Le marché de la bonne conscience pèserait quelque deux milliards de francs. L’ONG britannique Tourism Concern dénonce une supercherie.

Les séjours humanitaires sont devenusune activité lucrative pour les voyagistes

Tourisme Le marché mondial de la bonne conscience pèserait quelque 2 milliards de francs

Pour l’ONG Tourism Concern, il y a lieu de parler de supercherie

Il n’aura fallu qu’un jour. Au lendemain du séisme du 25 avril dernier au Népal, Projects Abroad proposait déjà de participer à des programmes de reconstruction. Spécialisée dans le volontariat international, la société organise des missions ne nécessitant «aucune qualification particulière» pour les jeunes dès 16 ans.

Visiter le monde tout en le sauvant? C’est en substance ce que proposent ce type d’agences spécialisées dans les voyages humanitaires ou le «voluntourism», selon la contraction anglophone.

Le secteur est en plein développement. L’agence de voyages suisse STA Travel dispose, elle, d’offres combinant vacances et assistance aux populations indigènes, pandas ou autres tortues. Un tel séjour tout compris durant moins de deux semaines. La porte-parole de l’agence confirme une hausse de la demande pour les «séjours responsables» tout en disant reverser, dans certains cas, «jusqu’à 70% du prix du séjour dans le cadre du projet», sans préciser de minima.

Le volontariat n’est en effet plus l’apanage exclusif des organismes à but non lucratif. Les offres de voyages humanitaires se sont multipliées ces dernières années. Souvent, en version onéreuse. Chaque année, plus de 1,6 million de personnes participent à ces séjours.

C’est l’un des secteurs à plus fort potentiel de l’industrie du tourisme. En 2008, le marché avait été évalué entre 1,6 et 2,4 milliards de francs par l’association Atlas qui a mené l’étude la plus complète à ce jour. Coût moyen du séjour: 2800 francs suisses. Le développement de ce secteur a interpellé l’organisation britannique Tourism Concern, qui milite pour des pratiques plus responsables en matière de voyages. «Il y a trente ans, les gens effectuant ce type de séjours étaient des professionnels qualifiés, comme des médecins. Ils partaient avec des organismes de bienfaisance. Mais les firmes commerciales ont flairé le filon, regrette Mark Watson, son directeur. Dans l’industrie du tourisme les marges sont de 2-3%. Ici, on atteint facilement 30 à 40%. C’est une niche très lucrative. Les gens sont prêts à payer des milliers de francs.»

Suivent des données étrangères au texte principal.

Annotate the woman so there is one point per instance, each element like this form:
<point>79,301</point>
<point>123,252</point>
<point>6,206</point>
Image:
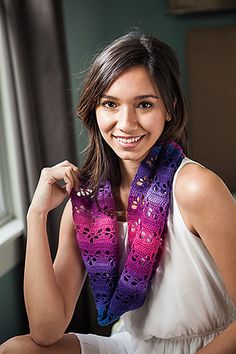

Projects Abroad est l’une de ces firmes. Fondée dans le tournant des années nonante en Angleterre, elle est aujourd’hui l’une des plus grandes organisations de volontariat payant avec 200 programmes disséminés dans 27 pays. Chaque année, elle envoie plus de 10 000 volontaires dans des missions humanitaires. Principalement des jeunes.

Mark Watson dénonce une supercherie: «L’idée qu’à 20 ans on puisse arriver dans un pays complètement différent et montrer aux gens comment s’en sortir a quelque chose d’impérialiste. Ces expériences sont souvent une perte de temps, des vacances hors de prix. Les volontaires construisent des bâtiments qui doivent parfois être détruits et reconstruits de manière adéquate la nuit.»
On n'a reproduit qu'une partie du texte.